Encendí las luces de casa y entré. Dejé caer la mochila al suelo del recibidor, saqué el periódico de la bolsa y lo abrí.

Los titulares parecían gritarme desde otro tiempo y otro espacio. Oía el palpitar de la sangre en las sienes. Apenas podía respirar.

7 de abril de 2003

TROPAS Y TANQUES ATACAN EL CENTRO DE BAGDAD…

Habíamos tomado la ciudad a las seis de la mañana, hora iraquí… sólo unas horas antes, apenas tiempo suficiente para que la noticia pudiera recogerse en aquel periódico. Aturdida y sumida en el estupor, tuve dificultades para asimilar el resto.

Lo único que oía era la voz de Lily Rad acechando en los recovecos de mi mente: «Nunca fue el ajedrez a lo que Cat temía, sino a un juego muy diferente… El juego más peligroso que se pueda imaginar… Basado en un extraño y valioso ajedrez mesopotámico…».

¿Cómo no lo había visto de inmediato? ¿Estaba ciega?

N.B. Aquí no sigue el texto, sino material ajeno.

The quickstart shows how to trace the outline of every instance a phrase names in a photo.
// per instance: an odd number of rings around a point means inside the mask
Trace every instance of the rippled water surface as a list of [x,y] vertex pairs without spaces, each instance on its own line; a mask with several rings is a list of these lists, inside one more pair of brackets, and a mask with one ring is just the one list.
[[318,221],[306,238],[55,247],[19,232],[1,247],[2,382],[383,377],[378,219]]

¿Qué acontecimiento había tenido lugar dos semanas antes? ¿Dos semanas antes, cuando Taras Petrosián había muerto de forma misteriosa en Londres? ¿Dos semanas antes, cuando mi madre había enviado todas aquellas invitaciones para su fiesta de cumpleaños?

Dos semanas antes, en la madrugada del 20 de marzo, las tropas estadounidenses habían invadido Irak. Lugar de nacimiento del ajedrez de Montglane. Dos semanas antes se había efectuado el primer movimiento: el juego había empezado de nuevo.